RIYADH, (Reuters) - A draft law to regulate the Saudi stock market, the biggest in the Middle East, has reached an advanced stage and might be issued before the end of the year, officials and analysts said on Wednesday, May 30.
"It will be a modern, transparent law that will enforce complete disclosures by listed companies," an official from the Saudi Arabian Monetary Agency (SAMA), the country's central bank, told Reuters.
"The law has passed through many channels already and we expect it to be finalized before the end of the year, God willing," he said.
Saudi Finance and Economy Minister Ibrahim al-Assaf said on Tuesday that preparations for the capital market law, put on and off for years, has reached an advanced stage.
"It is now under discussion in the Supreme Economic Council," he added, referring to the body chaired by Crown Prince Abdullah, the main guiding force behind recent economic reforms in the conservative oil-rich kingdom.
Saudi officials hope a more efficient and transparent stock market would encourage more listings and raise quick capital to finance some of the major projects under way.
"The lack of such a law has hampered a number of companies from listing themselves on the market," said Beshr Bakheet, managing director of Bakheet Financial Advisors company.
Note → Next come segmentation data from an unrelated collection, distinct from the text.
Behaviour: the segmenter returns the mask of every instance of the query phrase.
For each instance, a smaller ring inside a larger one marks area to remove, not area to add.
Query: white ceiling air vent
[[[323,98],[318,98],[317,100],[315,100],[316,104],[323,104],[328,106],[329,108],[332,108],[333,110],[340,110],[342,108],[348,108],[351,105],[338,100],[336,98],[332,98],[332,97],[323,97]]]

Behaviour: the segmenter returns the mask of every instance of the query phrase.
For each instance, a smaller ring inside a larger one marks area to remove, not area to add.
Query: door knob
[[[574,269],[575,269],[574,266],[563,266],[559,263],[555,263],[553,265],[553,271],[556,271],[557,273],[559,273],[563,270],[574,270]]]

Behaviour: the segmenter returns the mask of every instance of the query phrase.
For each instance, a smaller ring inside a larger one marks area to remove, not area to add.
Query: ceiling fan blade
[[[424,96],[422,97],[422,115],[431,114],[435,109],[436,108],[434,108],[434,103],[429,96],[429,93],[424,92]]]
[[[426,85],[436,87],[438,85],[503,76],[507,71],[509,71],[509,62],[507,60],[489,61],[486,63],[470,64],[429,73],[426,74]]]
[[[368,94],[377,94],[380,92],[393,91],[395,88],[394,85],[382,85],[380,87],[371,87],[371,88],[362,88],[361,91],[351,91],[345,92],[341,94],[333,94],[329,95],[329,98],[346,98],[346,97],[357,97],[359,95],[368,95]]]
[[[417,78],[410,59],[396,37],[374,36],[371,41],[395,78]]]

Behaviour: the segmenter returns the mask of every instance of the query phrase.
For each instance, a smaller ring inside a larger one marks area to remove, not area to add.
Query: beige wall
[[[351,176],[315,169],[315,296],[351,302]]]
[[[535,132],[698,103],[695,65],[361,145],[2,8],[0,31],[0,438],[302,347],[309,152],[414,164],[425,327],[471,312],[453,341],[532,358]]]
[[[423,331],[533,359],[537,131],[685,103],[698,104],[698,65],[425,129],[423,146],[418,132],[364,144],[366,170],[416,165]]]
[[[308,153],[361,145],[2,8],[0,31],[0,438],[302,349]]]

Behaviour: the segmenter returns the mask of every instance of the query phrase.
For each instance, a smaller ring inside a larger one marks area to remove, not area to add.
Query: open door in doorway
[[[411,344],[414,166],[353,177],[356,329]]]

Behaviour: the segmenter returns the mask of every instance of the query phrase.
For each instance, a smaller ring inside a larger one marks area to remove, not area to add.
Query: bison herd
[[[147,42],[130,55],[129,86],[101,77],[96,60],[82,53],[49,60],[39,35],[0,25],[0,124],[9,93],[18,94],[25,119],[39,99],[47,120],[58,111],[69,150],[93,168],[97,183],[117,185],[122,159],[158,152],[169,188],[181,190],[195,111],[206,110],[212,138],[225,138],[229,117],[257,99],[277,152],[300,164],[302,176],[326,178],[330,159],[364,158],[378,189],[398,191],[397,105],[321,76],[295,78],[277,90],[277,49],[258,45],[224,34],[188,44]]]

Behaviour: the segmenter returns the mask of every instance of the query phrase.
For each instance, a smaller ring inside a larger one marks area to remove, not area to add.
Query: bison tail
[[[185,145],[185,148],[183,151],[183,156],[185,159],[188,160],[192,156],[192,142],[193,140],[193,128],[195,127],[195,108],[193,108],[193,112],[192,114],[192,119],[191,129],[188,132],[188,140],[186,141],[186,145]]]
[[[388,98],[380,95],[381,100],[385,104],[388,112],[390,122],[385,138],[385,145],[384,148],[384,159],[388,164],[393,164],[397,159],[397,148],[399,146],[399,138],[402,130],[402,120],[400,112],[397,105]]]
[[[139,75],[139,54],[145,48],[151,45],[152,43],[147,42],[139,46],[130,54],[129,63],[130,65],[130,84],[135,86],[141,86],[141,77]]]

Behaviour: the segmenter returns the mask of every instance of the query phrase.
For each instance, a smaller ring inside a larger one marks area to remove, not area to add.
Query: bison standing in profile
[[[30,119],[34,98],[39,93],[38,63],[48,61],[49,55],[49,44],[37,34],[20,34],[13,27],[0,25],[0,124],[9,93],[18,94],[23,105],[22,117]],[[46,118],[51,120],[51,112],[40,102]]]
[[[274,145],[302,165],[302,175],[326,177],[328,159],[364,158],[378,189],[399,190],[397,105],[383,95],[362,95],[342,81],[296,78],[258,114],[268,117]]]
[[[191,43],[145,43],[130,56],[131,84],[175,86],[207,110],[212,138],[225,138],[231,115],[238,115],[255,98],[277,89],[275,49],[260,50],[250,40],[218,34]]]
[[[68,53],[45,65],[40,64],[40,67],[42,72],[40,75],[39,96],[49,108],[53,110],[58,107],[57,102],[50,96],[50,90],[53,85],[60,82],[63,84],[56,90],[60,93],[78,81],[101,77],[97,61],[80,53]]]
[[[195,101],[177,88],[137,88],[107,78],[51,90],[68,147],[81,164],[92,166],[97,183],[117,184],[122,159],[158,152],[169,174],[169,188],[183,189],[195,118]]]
He said some 20 big companies make up around 80 percent of total market capitalization estimated at around $60 billion dollars.
Only 75 companies are listed on the Saudi stock market, some 20 percent of listings in other comparable markets.
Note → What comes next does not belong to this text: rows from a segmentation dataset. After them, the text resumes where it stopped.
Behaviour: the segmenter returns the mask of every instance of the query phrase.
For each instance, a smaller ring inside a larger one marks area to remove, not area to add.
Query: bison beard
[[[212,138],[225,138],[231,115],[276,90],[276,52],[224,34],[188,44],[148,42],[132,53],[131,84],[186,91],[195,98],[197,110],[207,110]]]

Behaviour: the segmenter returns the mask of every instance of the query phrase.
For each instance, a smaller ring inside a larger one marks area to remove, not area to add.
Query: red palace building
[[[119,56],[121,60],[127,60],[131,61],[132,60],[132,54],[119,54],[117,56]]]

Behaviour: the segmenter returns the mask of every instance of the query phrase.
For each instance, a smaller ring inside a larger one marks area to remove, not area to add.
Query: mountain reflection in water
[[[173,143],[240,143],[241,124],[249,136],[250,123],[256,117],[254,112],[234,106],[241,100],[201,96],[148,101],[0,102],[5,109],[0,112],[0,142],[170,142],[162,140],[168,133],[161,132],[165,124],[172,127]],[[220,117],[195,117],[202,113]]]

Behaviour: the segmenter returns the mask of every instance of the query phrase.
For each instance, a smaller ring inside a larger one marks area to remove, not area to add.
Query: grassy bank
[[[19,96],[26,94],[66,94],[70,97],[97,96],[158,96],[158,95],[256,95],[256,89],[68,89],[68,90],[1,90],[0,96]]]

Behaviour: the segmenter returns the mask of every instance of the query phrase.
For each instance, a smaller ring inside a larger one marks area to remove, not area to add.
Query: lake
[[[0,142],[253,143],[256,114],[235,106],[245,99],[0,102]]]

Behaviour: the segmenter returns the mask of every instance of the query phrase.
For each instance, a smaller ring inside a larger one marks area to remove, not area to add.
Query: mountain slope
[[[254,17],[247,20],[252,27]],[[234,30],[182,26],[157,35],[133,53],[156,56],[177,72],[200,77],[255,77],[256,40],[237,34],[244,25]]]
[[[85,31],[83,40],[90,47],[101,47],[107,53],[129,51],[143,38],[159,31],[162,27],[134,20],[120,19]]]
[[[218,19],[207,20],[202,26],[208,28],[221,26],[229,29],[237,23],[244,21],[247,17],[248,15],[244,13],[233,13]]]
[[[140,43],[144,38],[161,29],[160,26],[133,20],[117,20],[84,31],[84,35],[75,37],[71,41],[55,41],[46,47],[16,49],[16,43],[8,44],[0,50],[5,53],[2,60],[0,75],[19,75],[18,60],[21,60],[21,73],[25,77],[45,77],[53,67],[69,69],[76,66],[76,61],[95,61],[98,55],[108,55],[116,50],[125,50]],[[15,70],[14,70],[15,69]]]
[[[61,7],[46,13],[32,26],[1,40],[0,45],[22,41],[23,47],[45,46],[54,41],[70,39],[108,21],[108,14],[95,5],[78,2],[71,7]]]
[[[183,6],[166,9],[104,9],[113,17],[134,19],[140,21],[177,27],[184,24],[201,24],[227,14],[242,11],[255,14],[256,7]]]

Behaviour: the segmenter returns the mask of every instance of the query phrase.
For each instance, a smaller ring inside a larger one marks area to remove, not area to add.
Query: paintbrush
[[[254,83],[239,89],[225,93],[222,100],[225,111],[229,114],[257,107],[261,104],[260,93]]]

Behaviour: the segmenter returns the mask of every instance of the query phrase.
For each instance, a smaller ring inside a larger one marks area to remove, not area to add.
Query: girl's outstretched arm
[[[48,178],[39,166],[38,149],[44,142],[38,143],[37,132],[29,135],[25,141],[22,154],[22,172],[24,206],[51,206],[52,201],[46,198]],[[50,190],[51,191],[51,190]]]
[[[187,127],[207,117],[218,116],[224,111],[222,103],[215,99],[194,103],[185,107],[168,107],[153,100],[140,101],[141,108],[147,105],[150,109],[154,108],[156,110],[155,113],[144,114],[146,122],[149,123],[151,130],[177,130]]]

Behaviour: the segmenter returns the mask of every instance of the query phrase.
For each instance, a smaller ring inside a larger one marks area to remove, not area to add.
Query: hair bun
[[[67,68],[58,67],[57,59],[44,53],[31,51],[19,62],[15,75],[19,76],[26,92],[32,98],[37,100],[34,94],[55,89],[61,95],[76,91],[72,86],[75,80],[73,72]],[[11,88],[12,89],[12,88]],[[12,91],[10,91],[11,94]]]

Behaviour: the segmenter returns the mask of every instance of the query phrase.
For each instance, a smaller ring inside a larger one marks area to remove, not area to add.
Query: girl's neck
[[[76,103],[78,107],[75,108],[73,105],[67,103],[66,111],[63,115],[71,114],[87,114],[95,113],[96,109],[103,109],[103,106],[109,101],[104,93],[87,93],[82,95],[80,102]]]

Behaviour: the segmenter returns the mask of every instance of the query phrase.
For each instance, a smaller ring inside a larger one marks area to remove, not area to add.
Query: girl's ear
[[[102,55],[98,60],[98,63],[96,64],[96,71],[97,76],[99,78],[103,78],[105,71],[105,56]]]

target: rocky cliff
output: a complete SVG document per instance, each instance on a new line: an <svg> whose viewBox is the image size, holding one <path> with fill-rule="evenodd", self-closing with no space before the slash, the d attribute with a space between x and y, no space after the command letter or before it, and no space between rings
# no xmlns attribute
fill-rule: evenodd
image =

"This means that opportunities are very limited to invest here," Bakheet said. "This partly explains the reason behind the recent Saudi capital flight."
Economists estimate that Saudis hold between $500 billion and $650 billion abroad, the bulk of which is in U.S. and European funds.
Saudi Arabia does not have a stock exchange. Electronic trading of shares on the market is controlled by SAMA.
Only individuals and companies from Saudi Arabia and its Gulf Arab neighbors are allowed to trade directly. Foreigners can only invest through Saudi funds.